After financial matters were resolved and Decree Absolute was pronounced, Jamie said, with feeling “That’s it, I’m never going to trust a woman again.”

I had to smile to myself, I’d heard this before and it’s quite natural after a hard-fought case.  So, when around ten months later he booked another appointment with me, I could guess what might be on his mind.

He sat down across the desk from me and said, with a somewhat sheepish smile “I know I said I didn’t want anything to do with women, but I’ve met someone and we’ve been talking about moving in together.  I’m just worried that I’m setting myself up for the same thing all over again.”

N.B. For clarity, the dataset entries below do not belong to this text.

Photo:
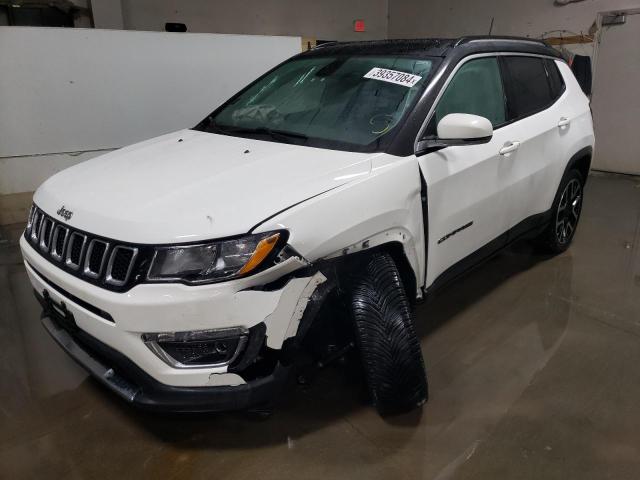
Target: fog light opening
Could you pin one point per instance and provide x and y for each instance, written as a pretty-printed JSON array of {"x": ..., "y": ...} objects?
[{"x": 198, "y": 348}]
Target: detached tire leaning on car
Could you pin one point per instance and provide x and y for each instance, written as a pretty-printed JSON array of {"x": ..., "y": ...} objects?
[
  {"x": 566, "y": 209},
  {"x": 386, "y": 337}
]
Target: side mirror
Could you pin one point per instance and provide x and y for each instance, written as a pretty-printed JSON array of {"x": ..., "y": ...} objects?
[
  {"x": 464, "y": 127},
  {"x": 458, "y": 129}
]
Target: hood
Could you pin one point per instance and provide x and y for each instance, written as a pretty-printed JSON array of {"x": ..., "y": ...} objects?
[{"x": 189, "y": 186}]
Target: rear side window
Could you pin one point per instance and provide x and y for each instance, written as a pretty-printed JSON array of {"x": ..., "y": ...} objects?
[
  {"x": 528, "y": 88},
  {"x": 555, "y": 79}
]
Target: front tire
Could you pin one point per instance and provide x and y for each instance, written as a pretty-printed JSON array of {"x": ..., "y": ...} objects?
[
  {"x": 566, "y": 210},
  {"x": 386, "y": 337}
]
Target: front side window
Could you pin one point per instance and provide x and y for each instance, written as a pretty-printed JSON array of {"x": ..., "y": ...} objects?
[
  {"x": 476, "y": 88},
  {"x": 343, "y": 102},
  {"x": 528, "y": 88}
]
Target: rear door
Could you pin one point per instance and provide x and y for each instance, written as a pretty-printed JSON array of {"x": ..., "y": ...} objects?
[
  {"x": 539, "y": 124},
  {"x": 467, "y": 203}
]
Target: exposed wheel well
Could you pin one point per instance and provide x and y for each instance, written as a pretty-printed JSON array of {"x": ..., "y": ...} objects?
[{"x": 402, "y": 262}]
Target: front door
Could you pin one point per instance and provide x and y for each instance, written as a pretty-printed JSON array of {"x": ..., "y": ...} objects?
[{"x": 466, "y": 184}]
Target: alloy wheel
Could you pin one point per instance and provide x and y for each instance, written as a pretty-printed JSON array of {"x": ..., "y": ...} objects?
[{"x": 568, "y": 211}]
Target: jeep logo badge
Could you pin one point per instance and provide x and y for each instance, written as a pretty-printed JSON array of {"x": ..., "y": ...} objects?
[{"x": 64, "y": 213}]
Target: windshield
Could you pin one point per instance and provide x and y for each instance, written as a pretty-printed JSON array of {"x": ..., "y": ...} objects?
[{"x": 341, "y": 102}]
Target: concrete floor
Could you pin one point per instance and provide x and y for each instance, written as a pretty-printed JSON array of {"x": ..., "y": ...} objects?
[{"x": 533, "y": 362}]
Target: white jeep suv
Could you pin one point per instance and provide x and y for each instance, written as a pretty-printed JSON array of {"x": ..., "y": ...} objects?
[{"x": 192, "y": 272}]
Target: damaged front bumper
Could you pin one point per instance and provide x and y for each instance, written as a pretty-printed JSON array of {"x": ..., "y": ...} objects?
[{"x": 109, "y": 331}]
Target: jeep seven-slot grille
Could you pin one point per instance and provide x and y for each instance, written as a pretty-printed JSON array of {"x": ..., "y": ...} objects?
[{"x": 98, "y": 260}]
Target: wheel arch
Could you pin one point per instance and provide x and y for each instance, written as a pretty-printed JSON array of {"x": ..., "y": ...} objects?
[{"x": 581, "y": 161}]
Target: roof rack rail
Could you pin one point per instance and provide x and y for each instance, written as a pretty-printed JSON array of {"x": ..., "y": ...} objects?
[
  {"x": 469, "y": 39},
  {"x": 325, "y": 44}
]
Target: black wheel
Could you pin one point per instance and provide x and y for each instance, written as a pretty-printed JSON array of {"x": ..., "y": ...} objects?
[
  {"x": 566, "y": 209},
  {"x": 386, "y": 337}
]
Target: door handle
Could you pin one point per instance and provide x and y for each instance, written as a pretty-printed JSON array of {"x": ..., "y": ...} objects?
[{"x": 510, "y": 147}]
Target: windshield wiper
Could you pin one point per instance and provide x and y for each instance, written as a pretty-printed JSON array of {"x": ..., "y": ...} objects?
[{"x": 280, "y": 135}]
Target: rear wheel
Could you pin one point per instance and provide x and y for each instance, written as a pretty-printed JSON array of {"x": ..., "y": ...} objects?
[
  {"x": 386, "y": 337},
  {"x": 566, "y": 209}
]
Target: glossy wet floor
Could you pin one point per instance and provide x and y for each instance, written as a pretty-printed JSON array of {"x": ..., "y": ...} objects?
[{"x": 533, "y": 362}]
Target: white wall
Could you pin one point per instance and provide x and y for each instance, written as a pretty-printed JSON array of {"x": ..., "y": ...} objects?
[
  {"x": 322, "y": 19},
  {"x": 80, "y": 91}
]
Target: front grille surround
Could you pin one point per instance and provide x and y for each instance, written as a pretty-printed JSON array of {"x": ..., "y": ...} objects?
[
  {"x": 94, "y": 260},
  {"x": 59, "y": 242},
  {"x": 46, "y": 231},
  {"x": 104, "y": 262},
  {"x": 113, "y": 277}
]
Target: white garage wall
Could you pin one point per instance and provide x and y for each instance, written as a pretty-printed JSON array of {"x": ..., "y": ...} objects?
[{"x": 80, "y": 91}]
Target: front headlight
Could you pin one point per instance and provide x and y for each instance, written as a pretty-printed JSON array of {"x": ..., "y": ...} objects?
[{"x": 214, "y": 261}]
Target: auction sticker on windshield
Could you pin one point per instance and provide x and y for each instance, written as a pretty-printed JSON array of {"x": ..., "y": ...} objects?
[{"x": 393, "y": 76}]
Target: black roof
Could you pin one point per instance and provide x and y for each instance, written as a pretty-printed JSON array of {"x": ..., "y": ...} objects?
[{"x": 435, "y": 47}]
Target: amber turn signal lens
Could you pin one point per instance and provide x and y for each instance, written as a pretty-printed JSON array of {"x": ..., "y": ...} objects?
[{"x": 262, "y": 250}]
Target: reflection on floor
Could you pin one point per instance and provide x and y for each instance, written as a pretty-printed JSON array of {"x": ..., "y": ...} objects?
[{"x": 533, "y": 366}]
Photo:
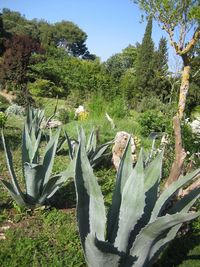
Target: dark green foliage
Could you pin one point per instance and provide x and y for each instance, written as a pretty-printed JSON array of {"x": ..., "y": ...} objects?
[
  {"x": 119, "y": 63},
  {"x": 18, "y": 51},
  {"x": 160, "y": 84},
  {"x": 63, "y": 115},
  {"x": 4, "y": 104},
  {"x": 63, "y": 34}
]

In short, Jamie’s ex-wife had retained their family home as they had a two-year old daughter and they’d owned the home jointly.  However, he had a good job and had managed to get a one-bed flat, so he was paying two mortgages.

“If my girlfriend moves in, will she be able to claim a share of my flat, if we split up?” he asked.

Susie, his girlfriend, had offered to pay towards all the household costs, which seemed fair, but Jamie was worried that would constitute paying part of the mortgage and give her a right to a share of the property.

After a few questions I discovered that Susie had offered to sign something to waive her claim on the property, but Jamie wasn’t sure if this was the right thing to do.

It can be difficult to bring up a co-habitation agreement or a pre-nuptial agreement when the relationship is in that ‘forever, together’ phase, so the fact that Susie was willing was a step in the right direction.

We discussed whether Jamie was planning to co-habit or actually moving towards remarriage.  He assured me that, at present, moving in was a big enough step to contemplate and so we explored all the issues that he – and Susie – would need to consider.  These included:

  • The property and its ownership
  • Joint possessions – who gets what
  • What would happen if Jamie sold his flat and they bought a home in common – but with a bigger chunk put in by him. If they should separate who would buy who out.
  • If Susie’s parents contributed a lump sum towards a future home, how that would affect the situation if they should separate at some point in the future
  • How their joint finances would be managed, bank accounts and credit cards and any subsequent debts either of them might acquire
  • If they purchased a shared vehicle who would pay for what and how it would feature as an asset in their relationship.

A Cohabitation Agreement gives both partners clarity about their relationship and what would happen if they eventually separate.

Jamie went away to discuss this with Susie and I’m looking forward to seeing them both when they’ve agreed what they want so we can create the Cohabitation Agreement that will set both their minds at rest.